Courtois Joins Call for Europe to Lead in Innovation

BRUSSELS – Nov. 12, 2009 – Jean-Philippe Courtois, president of Microsoft International, and other European thought leaders today called on the European Union to use innovation in technology to fuel a new era of growth.



Jean-Philippe Courtois, president of Microsoft International, says that when it comes to making investments in growth, Microsoft is “walking the talk” in Europe.

Courtois joined European Commission President José Manuel Barroso in Brussels to discuss how to improve European creativity and innovation. Europe’s future depends on the imagination of its people more than ever, Courtois, Barroso, and others said in a two-page manifesto supporting the European Commission’s Year of Creativity and Innovation 2009. Courtois has served this year as a European Commission Innovation Ambassador. 

In the manifesto, the group calls on Europe to use creativity and innovation to promote education, research, and personal, social and economic development.

“It is our sincere hope that this manifesto will serve as a valuable guide to assist the new European Commission in its critical mission to drive innovation and creativity forward in Europe,” Courtois said during the press conference, speaking on behalf of all the ambassadors. “It has been my honor and pleasure to be a part of its creation, and I look forward with great anticipation to the results we hope it will drive for Europe.”

Courtois said that he takes the topic very personally. “I see the potential for technology to radically transform our ability to tackle many of the big societal challenges we face today, such as delivering more efficient healthcare and creating an environmentally sustainable planet,” he said. “As advancements are made in these areas, jobs will be created. It is only through the proper investments in skills today that Europeans will be equipped to excel at the jobs of tomorrow.”

In an interview before the press conference, Courtois said that Microsoft can and will help Europe become more innovative.

“It’s a time when many government and business leaders are open for new ideas and open for innovation to redefine their growth trajectory,” he said. “I think Microsoft is incredibly relevant with the new innovative products we are about to deliver to European customers, like Office 2010 and our cloud offerings. This is a great moment to seize the opportunity in Europe.”

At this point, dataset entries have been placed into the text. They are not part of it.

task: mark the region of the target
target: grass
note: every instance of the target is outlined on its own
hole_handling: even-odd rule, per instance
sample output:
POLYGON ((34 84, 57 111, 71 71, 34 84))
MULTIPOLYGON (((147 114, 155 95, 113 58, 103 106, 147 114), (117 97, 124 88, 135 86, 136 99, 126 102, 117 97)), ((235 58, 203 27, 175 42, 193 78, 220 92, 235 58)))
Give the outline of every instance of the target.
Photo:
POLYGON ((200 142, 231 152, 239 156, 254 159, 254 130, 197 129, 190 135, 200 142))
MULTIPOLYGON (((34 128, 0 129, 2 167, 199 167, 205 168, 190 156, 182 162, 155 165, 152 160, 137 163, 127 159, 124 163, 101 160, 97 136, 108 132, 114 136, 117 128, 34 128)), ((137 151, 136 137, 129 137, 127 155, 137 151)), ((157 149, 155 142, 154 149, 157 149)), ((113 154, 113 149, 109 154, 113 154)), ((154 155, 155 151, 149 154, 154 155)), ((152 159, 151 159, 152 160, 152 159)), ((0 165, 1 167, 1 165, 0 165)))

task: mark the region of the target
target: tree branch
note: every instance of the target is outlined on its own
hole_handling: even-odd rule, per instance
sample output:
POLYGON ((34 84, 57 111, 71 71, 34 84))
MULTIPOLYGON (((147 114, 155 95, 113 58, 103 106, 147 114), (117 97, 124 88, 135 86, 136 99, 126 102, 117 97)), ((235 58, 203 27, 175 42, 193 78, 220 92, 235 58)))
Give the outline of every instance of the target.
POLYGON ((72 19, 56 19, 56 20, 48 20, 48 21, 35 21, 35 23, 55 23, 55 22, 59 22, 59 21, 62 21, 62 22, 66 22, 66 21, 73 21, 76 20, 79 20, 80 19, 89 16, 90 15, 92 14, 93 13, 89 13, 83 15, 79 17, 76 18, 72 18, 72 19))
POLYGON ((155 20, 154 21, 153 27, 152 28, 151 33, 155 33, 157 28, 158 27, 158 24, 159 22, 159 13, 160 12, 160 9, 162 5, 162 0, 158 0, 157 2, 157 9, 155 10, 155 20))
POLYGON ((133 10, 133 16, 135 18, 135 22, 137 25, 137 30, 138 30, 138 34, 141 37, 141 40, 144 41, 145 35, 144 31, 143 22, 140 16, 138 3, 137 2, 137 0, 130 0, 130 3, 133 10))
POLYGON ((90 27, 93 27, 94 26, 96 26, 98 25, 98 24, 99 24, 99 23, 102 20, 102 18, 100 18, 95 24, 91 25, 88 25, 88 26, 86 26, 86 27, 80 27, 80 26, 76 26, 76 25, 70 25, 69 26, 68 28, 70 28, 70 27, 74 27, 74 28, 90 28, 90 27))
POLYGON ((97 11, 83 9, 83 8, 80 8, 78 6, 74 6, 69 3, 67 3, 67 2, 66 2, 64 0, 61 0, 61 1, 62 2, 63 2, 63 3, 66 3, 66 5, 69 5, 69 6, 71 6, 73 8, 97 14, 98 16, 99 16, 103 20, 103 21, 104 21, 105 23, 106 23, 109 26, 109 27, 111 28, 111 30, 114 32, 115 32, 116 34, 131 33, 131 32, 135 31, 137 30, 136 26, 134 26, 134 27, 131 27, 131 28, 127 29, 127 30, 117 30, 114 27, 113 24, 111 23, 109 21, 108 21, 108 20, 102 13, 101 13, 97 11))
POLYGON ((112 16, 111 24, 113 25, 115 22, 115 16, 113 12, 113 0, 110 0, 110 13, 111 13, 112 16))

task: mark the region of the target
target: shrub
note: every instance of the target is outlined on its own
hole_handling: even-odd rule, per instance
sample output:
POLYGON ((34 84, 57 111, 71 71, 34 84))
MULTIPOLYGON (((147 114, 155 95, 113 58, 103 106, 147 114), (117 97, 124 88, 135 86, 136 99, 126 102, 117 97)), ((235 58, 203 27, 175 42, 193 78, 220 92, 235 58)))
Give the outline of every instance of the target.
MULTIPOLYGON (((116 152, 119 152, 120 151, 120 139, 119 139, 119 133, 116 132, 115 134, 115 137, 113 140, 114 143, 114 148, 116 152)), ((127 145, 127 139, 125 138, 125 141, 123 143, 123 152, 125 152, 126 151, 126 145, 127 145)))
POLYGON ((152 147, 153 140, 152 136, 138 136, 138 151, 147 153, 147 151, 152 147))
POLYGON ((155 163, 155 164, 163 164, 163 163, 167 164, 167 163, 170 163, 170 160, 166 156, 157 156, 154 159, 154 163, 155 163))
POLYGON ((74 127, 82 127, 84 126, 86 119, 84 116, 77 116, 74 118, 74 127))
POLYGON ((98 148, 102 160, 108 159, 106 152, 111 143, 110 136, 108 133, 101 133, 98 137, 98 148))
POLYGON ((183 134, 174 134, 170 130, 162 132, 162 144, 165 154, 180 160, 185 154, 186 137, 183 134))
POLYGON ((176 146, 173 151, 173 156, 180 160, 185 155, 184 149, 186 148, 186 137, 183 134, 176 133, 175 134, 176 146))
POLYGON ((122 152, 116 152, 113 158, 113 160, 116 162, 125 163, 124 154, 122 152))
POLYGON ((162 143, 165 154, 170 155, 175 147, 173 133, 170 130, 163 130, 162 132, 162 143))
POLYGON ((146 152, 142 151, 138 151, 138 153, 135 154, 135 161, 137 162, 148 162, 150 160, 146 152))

Europe is extremely important to Microsoft, Courtois said. The gross domestic product of the European Union is the largest in the world, and more than one-third of Microsoft’s business is done there. With the research and development investments that the company is making, Microsoft embodies the creative and innovative drive the European Commission wants to promote, he said. 

However, both Europe and Microsoft face challenges in this drive for innovation and creativity, Courtois pointed out. “The EU needs to create more interest and excitement over science and technology so students embrace those careers,” he said. It also faces diversity challenges and needs to encourage more women to enter the tech industry. For its part, Microsoft is also investing locally in programs such as the Microsoft IT Academy to provide students and faculties with critical IT skills.



In March, Microsoft CEO Steve Ballmer helped celebrate Courtois’ 25 years at Microsoft.

Microsoft has helped drive innovation for years in Europe, Courtois said. When it comes to making investments in growth, the company is “walking the talk,” investing some $600 million a year locally in research and development. Roughly 18 percent of the company’s global workforce—nearly 16,000 employees—works in Europe, with about 2,000 of those dedicated to research and development.

In addition, Microsoft has more than 40 R&D and innovation centers in Europe. These include an international research lab in Cambridge; development and innovation centers in Copenhagen, Zurich, Oslo, Aachen and Dublin; and Search Technology Centers in Paris, London and Munich. Microsoft also collaborates with European partners on research: the Microsoft Research-INRIA Joint Center was founded by the French National Research Institute for Computer Science and Applied Mathematics (INRIA) and the Microsoft Research Cambridge Lab.

Courtois was the lone representative from the business community among the ambassadors who met with the European Commission president today. The Innovation Ambassadors are a diverse group that includes a fashion designer, a chef and a microbiologist. Courtois has worked in Europe’s tech industry for more than 27 years, and he said IT has been a strong contributor to growth during that span and will continue to be one in the future.

At the press conference, Courtois talked about the ways that technology and software can enable innovation and job creation, noting in particular the role IT can play in the face of challenges such as climate change. One example of this is the work Microsoft did with the European Environmental Agency to launch Eye on Earth, a Web site that lets citizens track environmental data, such as carbon emissions and air quality, and offers solutions for them to take action.  

 The European Year of Creativity and Innovation aims to raise awareness of the importance of creativity and innovation for personal, social and economic development; to share best practices; to stimulate education and research; and to promote policy debate on related issues, according to the European Union’s site. 

“The economic, environmental and social crises challenge us to find new ways of thinking and acting,” the group wrote in a two-page manifesto released during the press conference. “To be at the forefront of this new world, Europe needs to become more creative and innovative.”

Among other priorities and recommendations, the manifesto called on the European Union to promote a strong, independent and diverse cultural sector that can sustain intercultural dialogue and to support business innovation and intellectual property rights that contribute to prosperity and sustainability.